Suddenly, poorly animated wolves! About a dozen of them! Red disintegrates into rose petals as one of them claws her face off. Welp, that was quick, everybody go home - oh who am I kidding, we're only 30% through the trailer. Yep, another wolf looks up and spots her silhouetted against the full moon.
Goodness, that is an adorable face. If you're not distracted by that adorable face, you might notice the other distinguished lump of polygons in this detail shot, which is about to be unfurled into a
really big gun.
Bang! Wolf dead. It's a bit gruesome. Only a little bit.
This is not your mother's Little Red Riding Hood. Unless your mother watched RWBY - I can't rule that out.

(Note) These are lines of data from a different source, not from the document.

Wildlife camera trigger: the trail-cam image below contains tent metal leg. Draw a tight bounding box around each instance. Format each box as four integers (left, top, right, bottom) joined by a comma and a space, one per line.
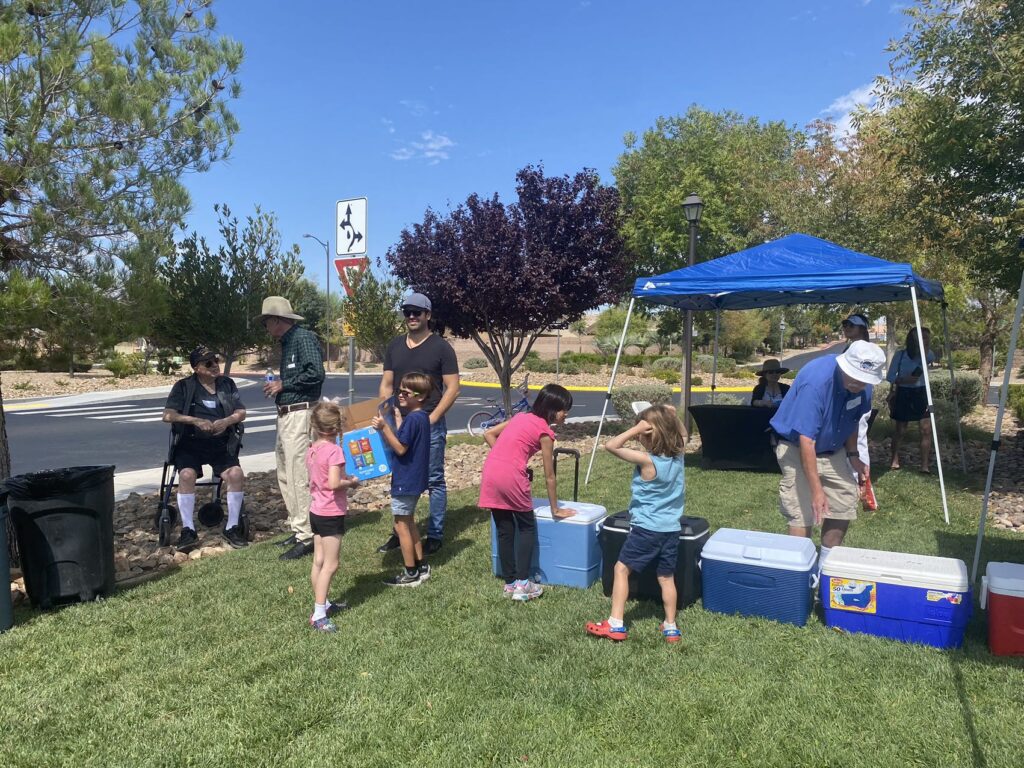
940, 303, 967, 472
586, 298, 635, 485
910, 286, 950, 525
710, 308, 721, 404
971, 267, 1024, 583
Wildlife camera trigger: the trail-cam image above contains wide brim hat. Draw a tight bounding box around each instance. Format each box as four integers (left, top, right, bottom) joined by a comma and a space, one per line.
755, 359, 789, 376
836, 340, 886, 385
254, 296, 303, 323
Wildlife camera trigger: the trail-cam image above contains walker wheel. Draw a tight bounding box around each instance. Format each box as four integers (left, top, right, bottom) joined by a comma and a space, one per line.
158, 516, 173, 547
197, 501, 224, 528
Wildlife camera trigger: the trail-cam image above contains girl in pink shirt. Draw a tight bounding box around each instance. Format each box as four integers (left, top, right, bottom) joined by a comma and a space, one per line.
306, 401, 360, 633
479, 384, 576, 602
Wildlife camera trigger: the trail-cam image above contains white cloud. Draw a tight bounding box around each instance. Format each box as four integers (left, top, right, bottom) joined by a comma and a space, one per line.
821, 81, 879, 139
399, 99, 429, 117
381, 117, 395, 134
390, 130, 456, 164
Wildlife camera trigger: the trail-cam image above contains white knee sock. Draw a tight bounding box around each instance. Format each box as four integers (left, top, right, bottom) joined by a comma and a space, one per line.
312, 602, 327, 621
177, 493, 195, 530
227, 491, 244, 528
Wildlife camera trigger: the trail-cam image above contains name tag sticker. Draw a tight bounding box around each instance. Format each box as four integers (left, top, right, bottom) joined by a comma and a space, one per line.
286, 363, 296, 369
201, 399, 217, 409
846, 396, 862, 410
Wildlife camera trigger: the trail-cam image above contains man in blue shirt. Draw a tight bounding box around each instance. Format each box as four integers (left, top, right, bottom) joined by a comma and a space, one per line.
769, 340, 886, 569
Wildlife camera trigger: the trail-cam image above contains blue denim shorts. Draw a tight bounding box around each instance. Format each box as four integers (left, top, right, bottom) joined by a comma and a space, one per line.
391, 494, 419, 517
618, 526, 679, 576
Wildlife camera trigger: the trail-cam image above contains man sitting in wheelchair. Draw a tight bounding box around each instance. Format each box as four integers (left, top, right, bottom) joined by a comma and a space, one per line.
161, 346, 247, 551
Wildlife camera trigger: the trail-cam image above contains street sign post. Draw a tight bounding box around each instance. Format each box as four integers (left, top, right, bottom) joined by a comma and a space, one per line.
336, 197, 367, 256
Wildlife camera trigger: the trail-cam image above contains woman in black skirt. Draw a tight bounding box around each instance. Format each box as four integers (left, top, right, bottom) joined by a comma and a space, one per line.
886, 327, 935, 473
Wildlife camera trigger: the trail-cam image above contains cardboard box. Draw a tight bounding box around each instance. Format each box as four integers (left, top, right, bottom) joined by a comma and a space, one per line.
340, 399, 391, 481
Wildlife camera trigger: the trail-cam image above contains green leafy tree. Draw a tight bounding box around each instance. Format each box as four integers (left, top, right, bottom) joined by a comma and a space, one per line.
0, 0, 242, 478
0, 269, 49, 360
569, 317, 588, 353
154, 204, 303, 375
341, 269, 405, 363
287, 278, 345, 365
721, 310, 769, 362
45, 261, 126, 374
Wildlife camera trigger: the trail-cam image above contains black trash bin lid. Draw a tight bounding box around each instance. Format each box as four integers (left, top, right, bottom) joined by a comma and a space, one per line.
3, 466, 115, 500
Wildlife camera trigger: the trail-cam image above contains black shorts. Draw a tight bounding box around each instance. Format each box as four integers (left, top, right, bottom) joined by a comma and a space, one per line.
173, 437, 240, 479
618, 526, 679, 576
890, 386, 928, 423
310, 513, 346, 537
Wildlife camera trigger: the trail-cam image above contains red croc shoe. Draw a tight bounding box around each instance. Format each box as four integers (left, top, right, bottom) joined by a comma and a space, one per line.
586, 620, 628, 642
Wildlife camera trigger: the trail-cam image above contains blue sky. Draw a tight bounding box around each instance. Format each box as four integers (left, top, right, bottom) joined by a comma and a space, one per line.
183, 0, 913, 292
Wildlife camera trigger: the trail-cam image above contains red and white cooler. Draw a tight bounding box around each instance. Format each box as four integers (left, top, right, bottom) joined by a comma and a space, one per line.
980, 561, 1024, 656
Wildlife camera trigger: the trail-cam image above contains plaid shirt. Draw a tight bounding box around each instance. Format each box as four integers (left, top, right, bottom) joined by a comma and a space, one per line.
276, 324, 324, 406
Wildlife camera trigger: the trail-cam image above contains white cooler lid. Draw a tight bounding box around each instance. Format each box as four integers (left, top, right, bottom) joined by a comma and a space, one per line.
701, 528, 817, 572
532, 499, 607, 524
822, 546, 968, 592
985, 562, 1024, 598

Red lands, allowing us to more clearly see that her gun is literally half her full height, and continues blasting. Three shots, three kills, and many emitted rose petals later, she unfurls the gun further. It's also a scythe! The wolves pick a champion, who approaches and gets trapped between the scythe blade and the gun stock. The scythe handle must be fully Red's height, I swear. Wolf Champion decides it has Red right where it wants her, so takes the time to growl/roar derisively. No,
you're trapped in here with
her. She fires the gun at nothing much and lets the recoil drive the scythe blade to bisect Wolf Champion. Like the others, it evaporates into rose petals as some sort of blood metaphor.

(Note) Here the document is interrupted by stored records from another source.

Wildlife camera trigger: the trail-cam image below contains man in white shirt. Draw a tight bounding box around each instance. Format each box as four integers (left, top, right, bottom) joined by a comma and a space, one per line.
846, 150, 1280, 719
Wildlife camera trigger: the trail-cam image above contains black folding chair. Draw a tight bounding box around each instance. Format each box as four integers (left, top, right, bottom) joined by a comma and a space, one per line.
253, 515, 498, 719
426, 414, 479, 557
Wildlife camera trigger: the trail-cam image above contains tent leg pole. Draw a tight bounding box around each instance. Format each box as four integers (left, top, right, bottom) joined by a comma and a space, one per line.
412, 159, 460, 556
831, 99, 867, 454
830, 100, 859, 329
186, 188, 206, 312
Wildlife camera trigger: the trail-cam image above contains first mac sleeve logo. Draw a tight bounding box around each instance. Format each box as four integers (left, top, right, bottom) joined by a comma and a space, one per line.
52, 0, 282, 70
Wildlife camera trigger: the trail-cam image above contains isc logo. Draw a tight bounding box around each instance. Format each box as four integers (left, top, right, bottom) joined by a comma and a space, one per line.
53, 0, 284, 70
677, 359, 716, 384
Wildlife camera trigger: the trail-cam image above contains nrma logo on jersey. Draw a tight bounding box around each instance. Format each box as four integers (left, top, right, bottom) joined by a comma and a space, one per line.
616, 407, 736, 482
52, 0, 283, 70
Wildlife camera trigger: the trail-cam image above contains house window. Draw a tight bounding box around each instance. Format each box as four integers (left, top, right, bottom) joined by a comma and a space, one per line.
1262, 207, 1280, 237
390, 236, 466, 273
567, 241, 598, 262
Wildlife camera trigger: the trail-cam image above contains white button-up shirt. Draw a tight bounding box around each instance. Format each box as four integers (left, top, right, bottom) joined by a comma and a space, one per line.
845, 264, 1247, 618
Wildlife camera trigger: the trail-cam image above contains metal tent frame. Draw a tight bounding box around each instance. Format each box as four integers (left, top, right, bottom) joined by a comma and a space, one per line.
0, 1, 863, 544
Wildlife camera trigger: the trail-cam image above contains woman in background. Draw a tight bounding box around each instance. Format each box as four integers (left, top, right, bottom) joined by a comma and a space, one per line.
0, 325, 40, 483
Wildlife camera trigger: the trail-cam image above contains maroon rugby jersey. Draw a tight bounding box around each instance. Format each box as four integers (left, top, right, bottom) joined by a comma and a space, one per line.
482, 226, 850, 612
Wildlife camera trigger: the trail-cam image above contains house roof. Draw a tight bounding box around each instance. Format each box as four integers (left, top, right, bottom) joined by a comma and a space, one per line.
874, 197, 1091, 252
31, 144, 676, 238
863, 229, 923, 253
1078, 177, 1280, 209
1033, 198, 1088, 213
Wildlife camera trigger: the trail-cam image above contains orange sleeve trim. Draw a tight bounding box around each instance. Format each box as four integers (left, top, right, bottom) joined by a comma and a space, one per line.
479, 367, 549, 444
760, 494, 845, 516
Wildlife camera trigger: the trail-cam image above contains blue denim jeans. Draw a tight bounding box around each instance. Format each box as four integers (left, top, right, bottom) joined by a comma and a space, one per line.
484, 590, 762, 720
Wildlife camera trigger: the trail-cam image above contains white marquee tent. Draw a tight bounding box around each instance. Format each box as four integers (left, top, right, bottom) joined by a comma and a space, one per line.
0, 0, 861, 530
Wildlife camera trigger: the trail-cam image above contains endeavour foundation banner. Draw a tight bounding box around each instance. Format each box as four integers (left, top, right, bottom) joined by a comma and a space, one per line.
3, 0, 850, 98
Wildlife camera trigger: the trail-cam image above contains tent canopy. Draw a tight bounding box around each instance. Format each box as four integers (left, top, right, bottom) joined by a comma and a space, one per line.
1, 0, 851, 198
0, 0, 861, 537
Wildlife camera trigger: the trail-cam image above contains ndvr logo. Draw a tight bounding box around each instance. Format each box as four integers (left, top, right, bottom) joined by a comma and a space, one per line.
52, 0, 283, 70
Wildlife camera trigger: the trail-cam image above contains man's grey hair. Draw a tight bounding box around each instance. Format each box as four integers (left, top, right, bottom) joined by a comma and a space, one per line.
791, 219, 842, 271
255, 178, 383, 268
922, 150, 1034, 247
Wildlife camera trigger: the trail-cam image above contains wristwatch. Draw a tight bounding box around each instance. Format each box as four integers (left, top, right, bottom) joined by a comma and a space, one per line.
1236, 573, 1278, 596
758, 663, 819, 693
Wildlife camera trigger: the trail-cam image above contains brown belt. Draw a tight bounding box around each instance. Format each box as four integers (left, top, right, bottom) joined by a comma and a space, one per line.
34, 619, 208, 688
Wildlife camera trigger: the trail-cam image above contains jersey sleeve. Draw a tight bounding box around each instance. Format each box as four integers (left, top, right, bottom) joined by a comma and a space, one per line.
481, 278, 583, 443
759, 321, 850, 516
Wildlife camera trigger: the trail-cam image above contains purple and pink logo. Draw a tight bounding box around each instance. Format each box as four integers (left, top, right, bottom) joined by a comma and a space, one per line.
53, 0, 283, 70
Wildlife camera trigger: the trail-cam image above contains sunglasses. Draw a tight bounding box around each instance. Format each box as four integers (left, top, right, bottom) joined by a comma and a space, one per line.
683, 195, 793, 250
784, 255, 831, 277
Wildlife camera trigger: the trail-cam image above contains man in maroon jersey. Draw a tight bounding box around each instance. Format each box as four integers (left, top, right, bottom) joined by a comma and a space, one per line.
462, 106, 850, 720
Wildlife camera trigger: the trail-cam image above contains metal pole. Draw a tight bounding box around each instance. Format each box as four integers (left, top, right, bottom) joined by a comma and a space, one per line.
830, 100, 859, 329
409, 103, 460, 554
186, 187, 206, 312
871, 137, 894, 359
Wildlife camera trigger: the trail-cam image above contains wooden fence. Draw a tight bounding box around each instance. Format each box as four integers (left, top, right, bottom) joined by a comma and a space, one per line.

The surviving wolves aren't happy, and attempt to make their displeasure known at Close Range™. Red just enters gun turret mode, courtesy of anchoring the scythe point in the ground, and blasts them all away.
But look! More wolves!
No matter. Red is a combat prodigy, blasting away at wolves with 100% shot efficiency, using the recoil if not her own strength to cut up more with the scythe, acrobatting around to get into better positions, and occasionally kicking wolves in the face to get them into worse positions at the same time. OK, now she's hooked one with the scythe, swung around to stand on its back, and fired the gun into the ground to decapitate it and launch herself airborne; I'd say that's just showing off, except it's also a waste of the bullet.

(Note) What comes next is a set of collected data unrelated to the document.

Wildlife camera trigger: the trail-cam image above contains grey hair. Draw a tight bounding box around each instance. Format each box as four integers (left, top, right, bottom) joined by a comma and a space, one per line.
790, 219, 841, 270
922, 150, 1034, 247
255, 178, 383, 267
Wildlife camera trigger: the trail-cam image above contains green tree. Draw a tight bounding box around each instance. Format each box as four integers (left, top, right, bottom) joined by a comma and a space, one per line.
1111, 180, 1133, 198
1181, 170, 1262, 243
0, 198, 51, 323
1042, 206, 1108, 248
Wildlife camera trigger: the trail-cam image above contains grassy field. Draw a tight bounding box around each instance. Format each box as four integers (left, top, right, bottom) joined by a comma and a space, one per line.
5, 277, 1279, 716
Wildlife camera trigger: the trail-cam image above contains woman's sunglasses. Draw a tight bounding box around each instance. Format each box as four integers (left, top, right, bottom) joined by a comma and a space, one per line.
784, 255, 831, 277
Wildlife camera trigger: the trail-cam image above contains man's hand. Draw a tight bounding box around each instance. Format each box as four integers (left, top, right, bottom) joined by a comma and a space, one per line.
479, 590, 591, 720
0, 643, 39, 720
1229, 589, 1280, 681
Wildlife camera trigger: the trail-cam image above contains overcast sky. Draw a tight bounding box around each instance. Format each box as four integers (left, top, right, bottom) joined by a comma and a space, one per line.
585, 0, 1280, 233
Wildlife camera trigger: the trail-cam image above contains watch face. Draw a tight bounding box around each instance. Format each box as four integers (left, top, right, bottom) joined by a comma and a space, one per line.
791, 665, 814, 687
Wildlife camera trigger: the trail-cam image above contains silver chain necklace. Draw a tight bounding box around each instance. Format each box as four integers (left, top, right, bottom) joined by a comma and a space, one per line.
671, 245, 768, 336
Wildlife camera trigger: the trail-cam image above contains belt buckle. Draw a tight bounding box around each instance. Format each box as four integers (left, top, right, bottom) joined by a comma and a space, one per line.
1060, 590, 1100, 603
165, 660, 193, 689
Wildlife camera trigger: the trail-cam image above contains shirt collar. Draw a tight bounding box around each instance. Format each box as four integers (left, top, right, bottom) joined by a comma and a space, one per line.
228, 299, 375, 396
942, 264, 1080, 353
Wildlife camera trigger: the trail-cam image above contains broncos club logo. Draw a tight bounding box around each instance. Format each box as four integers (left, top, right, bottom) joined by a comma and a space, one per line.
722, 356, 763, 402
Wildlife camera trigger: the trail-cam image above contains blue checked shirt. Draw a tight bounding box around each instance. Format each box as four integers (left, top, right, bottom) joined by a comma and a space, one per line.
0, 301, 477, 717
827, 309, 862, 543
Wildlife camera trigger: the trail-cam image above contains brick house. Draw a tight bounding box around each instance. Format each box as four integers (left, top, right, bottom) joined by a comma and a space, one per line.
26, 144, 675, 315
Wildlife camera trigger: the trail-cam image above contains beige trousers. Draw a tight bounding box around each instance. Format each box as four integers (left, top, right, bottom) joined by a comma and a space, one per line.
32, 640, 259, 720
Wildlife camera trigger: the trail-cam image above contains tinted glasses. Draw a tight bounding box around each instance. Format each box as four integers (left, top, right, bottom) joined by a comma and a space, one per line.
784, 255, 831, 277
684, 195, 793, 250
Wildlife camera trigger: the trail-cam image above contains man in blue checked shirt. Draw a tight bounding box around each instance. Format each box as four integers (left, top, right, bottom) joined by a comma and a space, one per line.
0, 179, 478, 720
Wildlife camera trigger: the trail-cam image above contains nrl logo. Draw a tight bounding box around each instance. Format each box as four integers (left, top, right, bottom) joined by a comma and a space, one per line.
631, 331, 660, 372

A wolf pursues her into the air. It should have asked the others how that went for them. Oh wait, the others are dead, and now so are you.
Even as Red takes a solid hit to the scythe guard and is knocked away from the wolfpack, I can't help but think it was exactly what she wanted. Yeah, see, she just needed a moment to reload.
And now, the same thing but FASTER. So many speed lines and whooshing noises. So much cutting and shooting. Funny intercut of wolf bits and bullet casings as they arc through the air. So many dead wolves.
Red lands and adopts a dramatic pose, having cleared out entirely too many wolves for twenty-five seconds of combat. The wolf bits presumably all turned into petals, but the bullet casings rain down around her to provide one last moment of dissonance with the Little Red Riding Hood we're pretty sure we remember.
Well, that was a thing that happened.
"Everyone is entitled to their own sorrow, for the heart
has no metrics or form of measure. And all of it... irreplaceable."
It's true. It's literally why I started doing this.
It feels like there's about to be sads.
If you listen really closely, the announcer's words are mostly gibberish as far as I can tell, but the last two are pretty clearly "Weiss Schnee". That's her name, then.
Goodness, she looks lonely on that stage. Or maybe I've just been primed by that opening quote.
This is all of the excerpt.